In his book “Walk the Line,” Lude wrote that “Gerberding didn’t like the way Marv hollered at his players, and in Gerberding’s opinion, degraded them.”
On the day Harshman “retired,” 278 of his former UW players showed up at Hec Ed Pavilion to honor him. Yes, 278 players.
I was thinking of Harshman’s exit from Washington after watching HBO’s “The Scheme” Tuesday night, a disturbing program in which Arizona coach Sean Miller was captured on an FBI wiretap working the seamy side of college basketball. Miller’s language was distasteful, to put it politely.
Can you imagine the parent of a top-100 recruit watching “The Scheme” and thinking, “I want my kid to go to Arizona?” Probably not. The UA’s brand, in basketball and in all things — its public perception — was surely diminished by the HBO program.
The UA issued a statement Wednesday saying that the documentary “does not change our approach to allegations surrounding our men’s basketball program” and that the university looked forward to “the conclusion of the process.”
I believe UA president Robert C. Robbins is committed to giving Miller due process, and I fully believe Robbins would fire Miller if it is proved that the coach illegally paid recruits or street agents. That hasn’t happened. Miller’s image continues to take a beating, but there is no smoking gun.
So what’s the endgame here?
At Robbins’ direction, the UA has paid more than $1 million to the international law firm Steptoe & Johnson to investigate its own basketball program, inside and out. Robbins did not wait for the slow-moving NCAA to deploy its investigators. Other than Miller and fired assistant coach Book Richardson — who has told me he will not divulge what he knows — no one could possibly know more about the facts than Robbins.

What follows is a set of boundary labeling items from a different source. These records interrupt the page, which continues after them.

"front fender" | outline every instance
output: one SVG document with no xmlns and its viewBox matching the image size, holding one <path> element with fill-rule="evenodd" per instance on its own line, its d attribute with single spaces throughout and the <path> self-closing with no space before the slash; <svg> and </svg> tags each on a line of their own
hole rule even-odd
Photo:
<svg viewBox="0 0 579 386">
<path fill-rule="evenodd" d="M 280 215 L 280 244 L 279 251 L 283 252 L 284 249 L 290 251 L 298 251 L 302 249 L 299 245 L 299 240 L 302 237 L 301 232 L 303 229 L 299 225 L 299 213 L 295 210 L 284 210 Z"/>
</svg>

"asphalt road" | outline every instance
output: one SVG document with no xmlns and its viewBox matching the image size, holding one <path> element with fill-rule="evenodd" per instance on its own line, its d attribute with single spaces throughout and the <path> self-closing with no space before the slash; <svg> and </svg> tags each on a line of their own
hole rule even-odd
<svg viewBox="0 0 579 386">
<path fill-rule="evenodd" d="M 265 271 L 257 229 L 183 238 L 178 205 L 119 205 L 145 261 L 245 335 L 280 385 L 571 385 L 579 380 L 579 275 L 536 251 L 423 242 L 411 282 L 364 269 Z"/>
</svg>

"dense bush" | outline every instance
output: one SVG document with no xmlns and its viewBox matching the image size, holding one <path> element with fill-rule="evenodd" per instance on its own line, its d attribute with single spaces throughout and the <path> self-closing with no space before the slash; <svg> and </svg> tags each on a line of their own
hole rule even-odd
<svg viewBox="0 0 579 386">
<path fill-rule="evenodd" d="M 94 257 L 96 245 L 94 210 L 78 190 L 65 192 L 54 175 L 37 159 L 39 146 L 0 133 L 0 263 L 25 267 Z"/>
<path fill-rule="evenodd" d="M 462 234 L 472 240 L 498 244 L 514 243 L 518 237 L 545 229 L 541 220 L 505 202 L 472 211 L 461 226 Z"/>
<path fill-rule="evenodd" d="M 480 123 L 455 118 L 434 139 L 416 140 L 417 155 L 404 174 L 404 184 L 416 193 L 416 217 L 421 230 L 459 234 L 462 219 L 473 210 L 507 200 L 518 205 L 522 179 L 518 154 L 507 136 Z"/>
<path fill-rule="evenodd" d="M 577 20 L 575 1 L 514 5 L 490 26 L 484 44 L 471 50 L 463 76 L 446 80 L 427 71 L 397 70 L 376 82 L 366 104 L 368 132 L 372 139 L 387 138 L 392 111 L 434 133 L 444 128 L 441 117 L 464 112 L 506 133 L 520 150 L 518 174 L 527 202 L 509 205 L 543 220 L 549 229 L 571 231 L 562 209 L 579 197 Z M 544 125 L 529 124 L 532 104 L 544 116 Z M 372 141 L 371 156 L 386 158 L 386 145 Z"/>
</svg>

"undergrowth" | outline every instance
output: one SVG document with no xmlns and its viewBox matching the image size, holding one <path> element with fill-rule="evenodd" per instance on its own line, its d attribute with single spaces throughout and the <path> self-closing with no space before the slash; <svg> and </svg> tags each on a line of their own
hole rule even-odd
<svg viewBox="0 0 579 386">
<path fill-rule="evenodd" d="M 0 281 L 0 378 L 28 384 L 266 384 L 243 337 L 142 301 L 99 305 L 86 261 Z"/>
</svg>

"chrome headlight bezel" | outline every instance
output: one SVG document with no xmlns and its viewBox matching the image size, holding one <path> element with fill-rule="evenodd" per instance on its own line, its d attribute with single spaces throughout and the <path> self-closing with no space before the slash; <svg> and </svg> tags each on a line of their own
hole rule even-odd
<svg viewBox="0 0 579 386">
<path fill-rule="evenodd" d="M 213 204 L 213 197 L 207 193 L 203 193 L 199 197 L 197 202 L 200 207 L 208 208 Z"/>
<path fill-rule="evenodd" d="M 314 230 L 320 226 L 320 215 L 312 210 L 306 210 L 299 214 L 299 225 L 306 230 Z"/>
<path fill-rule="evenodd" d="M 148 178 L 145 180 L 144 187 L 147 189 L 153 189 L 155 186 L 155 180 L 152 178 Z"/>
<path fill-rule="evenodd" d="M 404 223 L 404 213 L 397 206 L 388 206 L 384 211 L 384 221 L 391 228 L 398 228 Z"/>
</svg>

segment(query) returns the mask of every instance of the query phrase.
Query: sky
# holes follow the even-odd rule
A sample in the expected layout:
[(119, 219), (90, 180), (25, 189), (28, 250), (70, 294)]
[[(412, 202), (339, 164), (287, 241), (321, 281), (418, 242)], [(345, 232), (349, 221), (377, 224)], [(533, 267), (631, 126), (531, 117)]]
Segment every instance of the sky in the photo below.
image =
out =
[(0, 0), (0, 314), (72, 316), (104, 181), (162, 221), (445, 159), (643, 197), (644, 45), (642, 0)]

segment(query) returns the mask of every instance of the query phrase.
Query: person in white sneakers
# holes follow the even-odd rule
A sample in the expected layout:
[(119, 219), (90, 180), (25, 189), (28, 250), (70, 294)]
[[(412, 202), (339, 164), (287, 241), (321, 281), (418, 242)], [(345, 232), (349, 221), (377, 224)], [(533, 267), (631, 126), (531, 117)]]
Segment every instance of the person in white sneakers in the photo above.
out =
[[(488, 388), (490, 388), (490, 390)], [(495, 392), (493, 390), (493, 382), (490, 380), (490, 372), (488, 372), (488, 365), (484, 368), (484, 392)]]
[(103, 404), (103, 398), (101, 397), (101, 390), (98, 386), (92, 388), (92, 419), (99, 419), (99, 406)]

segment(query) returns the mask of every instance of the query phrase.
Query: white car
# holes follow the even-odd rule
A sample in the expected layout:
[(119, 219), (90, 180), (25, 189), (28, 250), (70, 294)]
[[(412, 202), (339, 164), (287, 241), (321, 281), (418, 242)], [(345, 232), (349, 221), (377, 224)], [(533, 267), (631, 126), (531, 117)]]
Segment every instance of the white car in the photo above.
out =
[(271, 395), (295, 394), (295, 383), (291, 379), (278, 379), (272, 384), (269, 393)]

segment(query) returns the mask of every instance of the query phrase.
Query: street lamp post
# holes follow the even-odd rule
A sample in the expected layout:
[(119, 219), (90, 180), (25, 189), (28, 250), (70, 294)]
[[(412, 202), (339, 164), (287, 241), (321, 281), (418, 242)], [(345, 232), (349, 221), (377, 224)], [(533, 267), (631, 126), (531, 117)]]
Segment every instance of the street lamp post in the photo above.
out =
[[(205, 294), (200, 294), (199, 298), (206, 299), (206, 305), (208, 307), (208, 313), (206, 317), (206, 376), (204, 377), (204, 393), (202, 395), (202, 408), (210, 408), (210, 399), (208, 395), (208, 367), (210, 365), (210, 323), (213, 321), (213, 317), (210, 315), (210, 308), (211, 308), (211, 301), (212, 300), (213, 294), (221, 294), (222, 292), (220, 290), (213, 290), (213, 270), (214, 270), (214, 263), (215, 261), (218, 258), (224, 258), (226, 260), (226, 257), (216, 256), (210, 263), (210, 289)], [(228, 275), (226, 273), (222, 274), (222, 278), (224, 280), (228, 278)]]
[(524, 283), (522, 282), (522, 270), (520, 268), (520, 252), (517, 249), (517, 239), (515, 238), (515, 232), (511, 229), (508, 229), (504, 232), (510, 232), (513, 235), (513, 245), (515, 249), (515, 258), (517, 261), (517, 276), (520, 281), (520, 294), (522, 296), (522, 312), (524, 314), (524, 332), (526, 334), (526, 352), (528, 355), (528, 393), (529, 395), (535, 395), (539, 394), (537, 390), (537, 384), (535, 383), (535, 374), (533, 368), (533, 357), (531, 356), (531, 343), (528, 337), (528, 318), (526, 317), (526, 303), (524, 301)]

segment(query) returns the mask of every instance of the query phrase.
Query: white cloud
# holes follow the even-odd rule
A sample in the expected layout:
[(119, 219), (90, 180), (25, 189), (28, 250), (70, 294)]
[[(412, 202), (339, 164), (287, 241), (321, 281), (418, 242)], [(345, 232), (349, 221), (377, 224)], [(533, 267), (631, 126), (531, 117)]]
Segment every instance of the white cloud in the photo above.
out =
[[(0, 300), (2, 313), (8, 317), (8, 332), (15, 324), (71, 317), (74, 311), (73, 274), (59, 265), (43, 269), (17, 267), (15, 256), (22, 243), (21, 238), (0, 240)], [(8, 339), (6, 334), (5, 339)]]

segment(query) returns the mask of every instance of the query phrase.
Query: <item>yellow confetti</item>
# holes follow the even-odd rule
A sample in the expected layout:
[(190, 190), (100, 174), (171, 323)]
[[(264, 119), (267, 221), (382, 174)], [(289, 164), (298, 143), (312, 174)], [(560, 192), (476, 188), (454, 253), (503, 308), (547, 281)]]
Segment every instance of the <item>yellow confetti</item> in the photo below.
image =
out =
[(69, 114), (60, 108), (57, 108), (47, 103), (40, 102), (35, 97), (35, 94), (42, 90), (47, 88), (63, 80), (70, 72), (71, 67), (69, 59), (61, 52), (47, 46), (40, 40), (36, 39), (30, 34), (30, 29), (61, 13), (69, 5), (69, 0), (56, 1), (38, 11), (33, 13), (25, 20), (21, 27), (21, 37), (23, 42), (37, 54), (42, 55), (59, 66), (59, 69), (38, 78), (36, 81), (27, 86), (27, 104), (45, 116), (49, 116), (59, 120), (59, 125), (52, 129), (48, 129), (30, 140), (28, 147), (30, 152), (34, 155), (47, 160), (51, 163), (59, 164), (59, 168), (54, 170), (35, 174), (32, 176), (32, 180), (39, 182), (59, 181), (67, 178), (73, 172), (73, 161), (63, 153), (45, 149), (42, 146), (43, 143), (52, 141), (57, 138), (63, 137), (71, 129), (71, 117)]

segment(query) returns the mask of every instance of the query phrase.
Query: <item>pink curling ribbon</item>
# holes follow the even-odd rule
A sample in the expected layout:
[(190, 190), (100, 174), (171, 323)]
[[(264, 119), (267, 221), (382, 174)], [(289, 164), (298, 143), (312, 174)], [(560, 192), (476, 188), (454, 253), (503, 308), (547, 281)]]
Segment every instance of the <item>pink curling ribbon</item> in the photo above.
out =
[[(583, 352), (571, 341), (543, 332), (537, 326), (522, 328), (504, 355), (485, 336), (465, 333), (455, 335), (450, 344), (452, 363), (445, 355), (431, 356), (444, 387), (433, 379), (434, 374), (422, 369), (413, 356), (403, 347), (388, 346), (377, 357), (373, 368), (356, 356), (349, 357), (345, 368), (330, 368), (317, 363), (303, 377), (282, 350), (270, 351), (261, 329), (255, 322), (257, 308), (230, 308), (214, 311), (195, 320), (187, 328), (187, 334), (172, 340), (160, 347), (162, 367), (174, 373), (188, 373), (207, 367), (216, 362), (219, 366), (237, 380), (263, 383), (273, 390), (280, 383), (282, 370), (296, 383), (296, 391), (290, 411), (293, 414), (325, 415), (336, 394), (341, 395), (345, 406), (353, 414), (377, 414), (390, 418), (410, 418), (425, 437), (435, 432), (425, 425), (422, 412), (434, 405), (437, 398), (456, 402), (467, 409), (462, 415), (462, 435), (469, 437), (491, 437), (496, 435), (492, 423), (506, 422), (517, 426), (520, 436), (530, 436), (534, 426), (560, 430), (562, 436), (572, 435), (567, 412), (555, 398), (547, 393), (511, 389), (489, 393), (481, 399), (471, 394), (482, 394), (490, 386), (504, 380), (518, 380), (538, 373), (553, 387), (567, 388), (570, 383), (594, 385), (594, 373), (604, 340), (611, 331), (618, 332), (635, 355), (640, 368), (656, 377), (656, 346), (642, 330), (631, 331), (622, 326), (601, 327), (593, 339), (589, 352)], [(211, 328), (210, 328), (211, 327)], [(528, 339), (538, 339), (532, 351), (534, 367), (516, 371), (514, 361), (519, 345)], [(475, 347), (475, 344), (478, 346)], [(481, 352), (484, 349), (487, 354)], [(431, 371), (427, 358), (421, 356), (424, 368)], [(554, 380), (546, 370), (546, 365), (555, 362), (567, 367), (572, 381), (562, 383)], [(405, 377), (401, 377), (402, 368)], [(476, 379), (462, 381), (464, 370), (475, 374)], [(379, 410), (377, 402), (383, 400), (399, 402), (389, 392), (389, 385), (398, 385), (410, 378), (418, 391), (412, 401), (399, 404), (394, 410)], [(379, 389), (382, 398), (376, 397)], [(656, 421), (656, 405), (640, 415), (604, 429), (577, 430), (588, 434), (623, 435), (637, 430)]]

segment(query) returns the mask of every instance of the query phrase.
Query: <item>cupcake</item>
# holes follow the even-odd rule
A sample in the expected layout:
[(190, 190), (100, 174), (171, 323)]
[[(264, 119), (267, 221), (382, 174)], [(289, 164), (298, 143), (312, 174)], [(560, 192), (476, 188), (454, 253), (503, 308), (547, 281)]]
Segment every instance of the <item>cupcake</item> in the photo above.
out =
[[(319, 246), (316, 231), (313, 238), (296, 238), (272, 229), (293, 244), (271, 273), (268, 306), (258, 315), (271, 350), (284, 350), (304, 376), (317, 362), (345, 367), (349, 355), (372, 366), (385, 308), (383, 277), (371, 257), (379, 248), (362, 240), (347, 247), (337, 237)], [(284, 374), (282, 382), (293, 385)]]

Unless the Arizona Board of Regents intervenes, the next step — however long it takes — is for the NCAA to complete its investigation and release a notice of allegations. If the NCAA rules that there was a lack of institutional oversight, Robbins’ job could be at risk.
My opinion is that Miller is in a lose-lose situation, and it has nothing to do with the language he used in “The Scheme.”
Whether he survives as Arizona’s basketball coach depends on the severity of the NCAA sanctions and his on-court success next season. If Miller can coach Arizona’s returning personnel to a winning Pac-12 record — if he can add enough 11th-hour talent to his roster to finish .500 in the league — it’ll be a surprise. The grad-transfer model hasn’t helped Arizona much.
Even without an NCAA investigation, it’s difficult to imagine a basketball school with Arizona’s platform retaining a coach whose team is not nationally relevant three years in succession, although this season’s team didn’t get a chance to show what they could do in the NCAA Tournament due to the coronavirus.
UA athletic director Dave Heeke has not renewed Miller’s contract, which is often an automatic, five-year rollover agreement at top-25 programs. It would be irresponsible of him to extend Miller’s contract until the NCAA investigation is complete. Surely, the Board of Regents would not approve such a recommendation.
As a result, Miller has two seasons left on his contract.
By comparison, Oregon State coach Wayne Tinkle and Utah’s Larry Krystkowiak, neither of whom has coached in an NCAA Tournament since 2016, both have contracts through 2023.
But Oregon State and Utah aren’t Arizona. The expectations aren’t close to the same. The clock ticks on Miller’s years at the UA, but as yet there is no predictable expiration date.